But the laws' distinctive roles in scientific reasoning have proved
notoriously difficult to identify precisely, leading some
philosophers even to suggest that there are no such roles. The aim
of this book is to determine these roles and see what a law of
nature must be in order for the laws to function as they do in
scientific practice. Lange shows that the laws possess a uniquely
broad range of invariance under counterfactual perturbations, a
range that for the first time is characterised without appealing to
the concept of a law.

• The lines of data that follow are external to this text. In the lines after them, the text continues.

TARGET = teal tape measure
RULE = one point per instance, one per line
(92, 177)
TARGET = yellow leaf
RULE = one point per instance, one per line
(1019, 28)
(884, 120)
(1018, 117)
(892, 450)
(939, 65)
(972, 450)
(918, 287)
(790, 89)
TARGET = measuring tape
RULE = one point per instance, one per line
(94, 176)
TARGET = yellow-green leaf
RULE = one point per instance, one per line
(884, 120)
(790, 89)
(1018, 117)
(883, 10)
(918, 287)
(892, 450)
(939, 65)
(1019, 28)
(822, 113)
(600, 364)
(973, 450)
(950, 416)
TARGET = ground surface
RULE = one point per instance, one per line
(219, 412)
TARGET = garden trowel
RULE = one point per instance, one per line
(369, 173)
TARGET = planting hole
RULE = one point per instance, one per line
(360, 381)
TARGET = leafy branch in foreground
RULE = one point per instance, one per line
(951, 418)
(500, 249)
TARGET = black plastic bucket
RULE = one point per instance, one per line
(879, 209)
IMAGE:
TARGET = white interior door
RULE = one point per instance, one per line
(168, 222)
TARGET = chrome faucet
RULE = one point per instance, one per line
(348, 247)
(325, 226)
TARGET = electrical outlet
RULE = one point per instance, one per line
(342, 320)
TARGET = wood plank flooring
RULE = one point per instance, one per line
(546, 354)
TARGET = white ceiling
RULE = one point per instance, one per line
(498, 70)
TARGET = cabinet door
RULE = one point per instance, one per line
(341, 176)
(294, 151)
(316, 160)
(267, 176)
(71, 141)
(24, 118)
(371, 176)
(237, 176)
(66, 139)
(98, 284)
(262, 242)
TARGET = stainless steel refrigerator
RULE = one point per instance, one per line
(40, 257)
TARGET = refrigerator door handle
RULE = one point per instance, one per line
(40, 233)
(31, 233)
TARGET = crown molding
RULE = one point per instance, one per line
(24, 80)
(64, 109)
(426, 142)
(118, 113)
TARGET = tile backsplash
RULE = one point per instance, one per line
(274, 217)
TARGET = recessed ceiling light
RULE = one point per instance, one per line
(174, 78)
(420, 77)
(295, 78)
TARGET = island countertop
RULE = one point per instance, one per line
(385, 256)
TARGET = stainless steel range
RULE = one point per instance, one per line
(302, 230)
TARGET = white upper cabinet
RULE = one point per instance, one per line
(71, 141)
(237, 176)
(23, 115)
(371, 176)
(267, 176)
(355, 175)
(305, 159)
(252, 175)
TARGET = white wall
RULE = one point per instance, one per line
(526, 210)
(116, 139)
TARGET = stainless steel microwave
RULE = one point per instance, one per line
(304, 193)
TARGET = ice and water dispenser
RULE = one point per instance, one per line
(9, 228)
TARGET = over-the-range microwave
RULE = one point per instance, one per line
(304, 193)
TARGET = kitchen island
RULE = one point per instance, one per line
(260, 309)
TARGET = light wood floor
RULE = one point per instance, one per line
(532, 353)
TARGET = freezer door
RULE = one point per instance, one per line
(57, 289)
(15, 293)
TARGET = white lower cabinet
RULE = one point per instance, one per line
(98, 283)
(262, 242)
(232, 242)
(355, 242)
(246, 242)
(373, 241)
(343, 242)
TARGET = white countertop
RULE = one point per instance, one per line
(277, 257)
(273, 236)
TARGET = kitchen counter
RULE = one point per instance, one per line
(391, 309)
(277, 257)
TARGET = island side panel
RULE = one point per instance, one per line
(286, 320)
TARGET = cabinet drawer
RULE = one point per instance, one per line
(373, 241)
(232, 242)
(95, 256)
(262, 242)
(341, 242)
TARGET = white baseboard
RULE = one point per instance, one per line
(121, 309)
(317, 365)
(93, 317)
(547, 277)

It is argued that the laws fail to supervene
on the nonnomic facts, just as the rules governing chess fail to
supervene on the moves made in a given actual game. It is also
argued, against both regularity accounts and analyses of laws as
relations among universals, that a law need not be associated with
an exceptionless regularity. It is explained how a law of one
scientific field (e.g. cardiology) can be an accident of another
(e.g. fundamental physics). Special attention is paid to laws of
biology and other 'special sciences', and it is argued that their
distinctive range of invariance allows these fields to supply
scientific explanations that are irreducible, even in principle, to
explanations in terms of fundamental physics. Another special
feature of this book is its emphasis on the distinction between
laws of nature and physically necessary coincidences, a distinction
crucial to the concept of natural kind. An account is also given of
'meta-laws', such as symmetry principles. Among the philosphers
receiving special discussion are Lewis, Goodman, van Fraassen,
Armstrong, Dretske, Earman, Mill, Fodor, Hempel, Giere, Putnam,
Dennett, and Mackie.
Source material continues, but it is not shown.